Today, we have bands that you list as bad which many people consider good--Green Day, Good Charlotte, not to mention everyone from The Strokes to Opeth to Metallica to Foo Fighters to A Perfect Circle to...well, hell, I'm just listing off certain bands I listen to. There is so much more. Maybe it's not the entire freaking music industry with tastes that are different, but just you instead?
If people didn't pirate the fuck out of every new album, maybe labels would be more willing to shell out money on the riskier acts. As it is, it's too expensive to expect a return on your investment when you know that if it turns out good enough, half of its sales will be robbed to convenient online piracy.

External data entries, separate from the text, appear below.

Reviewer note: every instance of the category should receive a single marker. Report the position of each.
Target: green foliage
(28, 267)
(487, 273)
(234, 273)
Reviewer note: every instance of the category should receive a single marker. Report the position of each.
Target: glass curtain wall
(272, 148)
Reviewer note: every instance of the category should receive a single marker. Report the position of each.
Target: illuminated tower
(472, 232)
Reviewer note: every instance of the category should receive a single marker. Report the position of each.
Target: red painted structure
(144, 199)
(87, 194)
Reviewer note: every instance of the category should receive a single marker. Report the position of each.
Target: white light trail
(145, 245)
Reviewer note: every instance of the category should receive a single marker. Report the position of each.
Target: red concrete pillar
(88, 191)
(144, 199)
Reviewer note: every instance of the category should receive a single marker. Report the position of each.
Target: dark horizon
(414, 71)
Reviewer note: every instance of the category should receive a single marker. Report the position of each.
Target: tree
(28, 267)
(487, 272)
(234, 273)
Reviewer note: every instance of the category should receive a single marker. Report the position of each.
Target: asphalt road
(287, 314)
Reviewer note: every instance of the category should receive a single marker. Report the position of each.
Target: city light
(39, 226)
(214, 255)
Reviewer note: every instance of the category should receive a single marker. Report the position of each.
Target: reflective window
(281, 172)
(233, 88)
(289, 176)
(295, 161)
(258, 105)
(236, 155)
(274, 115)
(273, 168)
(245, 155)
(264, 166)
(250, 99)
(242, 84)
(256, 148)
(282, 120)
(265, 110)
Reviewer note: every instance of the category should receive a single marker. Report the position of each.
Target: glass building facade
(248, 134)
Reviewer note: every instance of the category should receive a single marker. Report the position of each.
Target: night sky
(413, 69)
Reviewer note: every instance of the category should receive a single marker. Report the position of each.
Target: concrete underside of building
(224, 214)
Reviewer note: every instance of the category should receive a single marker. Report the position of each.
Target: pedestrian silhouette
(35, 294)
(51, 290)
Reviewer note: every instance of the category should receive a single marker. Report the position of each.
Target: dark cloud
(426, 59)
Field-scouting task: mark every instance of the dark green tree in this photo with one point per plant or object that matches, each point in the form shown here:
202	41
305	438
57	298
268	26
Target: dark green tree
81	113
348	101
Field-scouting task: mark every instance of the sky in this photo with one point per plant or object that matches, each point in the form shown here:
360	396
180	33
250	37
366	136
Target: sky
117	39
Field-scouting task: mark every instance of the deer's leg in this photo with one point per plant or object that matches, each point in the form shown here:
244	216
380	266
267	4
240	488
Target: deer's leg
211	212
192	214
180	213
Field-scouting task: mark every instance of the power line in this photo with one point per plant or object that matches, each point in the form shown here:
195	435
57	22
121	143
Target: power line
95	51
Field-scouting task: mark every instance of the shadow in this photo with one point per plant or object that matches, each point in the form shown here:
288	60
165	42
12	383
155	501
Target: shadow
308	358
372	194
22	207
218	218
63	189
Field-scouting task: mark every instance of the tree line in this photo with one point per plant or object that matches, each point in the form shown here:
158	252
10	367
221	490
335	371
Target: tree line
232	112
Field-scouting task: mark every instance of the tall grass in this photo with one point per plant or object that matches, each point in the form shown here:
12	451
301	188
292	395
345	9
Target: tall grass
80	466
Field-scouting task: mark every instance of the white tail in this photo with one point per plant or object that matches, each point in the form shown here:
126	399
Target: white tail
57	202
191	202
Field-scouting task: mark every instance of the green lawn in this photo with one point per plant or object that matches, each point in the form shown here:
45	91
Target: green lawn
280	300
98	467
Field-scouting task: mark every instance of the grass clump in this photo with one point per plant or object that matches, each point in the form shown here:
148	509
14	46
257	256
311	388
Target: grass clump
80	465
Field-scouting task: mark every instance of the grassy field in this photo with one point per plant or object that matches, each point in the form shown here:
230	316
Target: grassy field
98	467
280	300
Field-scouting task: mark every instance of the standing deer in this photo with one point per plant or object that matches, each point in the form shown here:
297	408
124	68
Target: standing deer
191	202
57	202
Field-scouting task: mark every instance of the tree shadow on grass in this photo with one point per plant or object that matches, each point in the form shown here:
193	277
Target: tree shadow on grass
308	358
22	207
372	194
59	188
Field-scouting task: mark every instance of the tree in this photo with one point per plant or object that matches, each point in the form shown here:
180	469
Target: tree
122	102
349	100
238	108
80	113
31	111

Sorry, kid, there's no justification.
"Sufferin' succotash."
I'm fine with copyright and them enforcing it. it's the levy that I disagree with. but it at least made sense under the assumption that people are free to download songs. although people are still legally allowed to download them, downloading is dependent upon there being someone uploading them, which is now being attacked.
now that they are active pursuing uploaders, demanding a levy seems even more ridiculous than before. imagine that they are successful and no one uploads any more and downloads stop, how can the levy be justified?
it would be like the government deciding that they should collect tax on sales of drugs while simultaneously prosecting the people selling the drugs.
you can't have your cake and eat it.
This fight has never been about music copying. They're scared shitless of losing the distribution and production channels
YES YES YES!!!!!!!!! 100% right, no room for argument, this is NEVER mentioned enough. It should be the first statement of every P2P argument: that P2P is the way around what IMHO is clearly an anti-trust issue.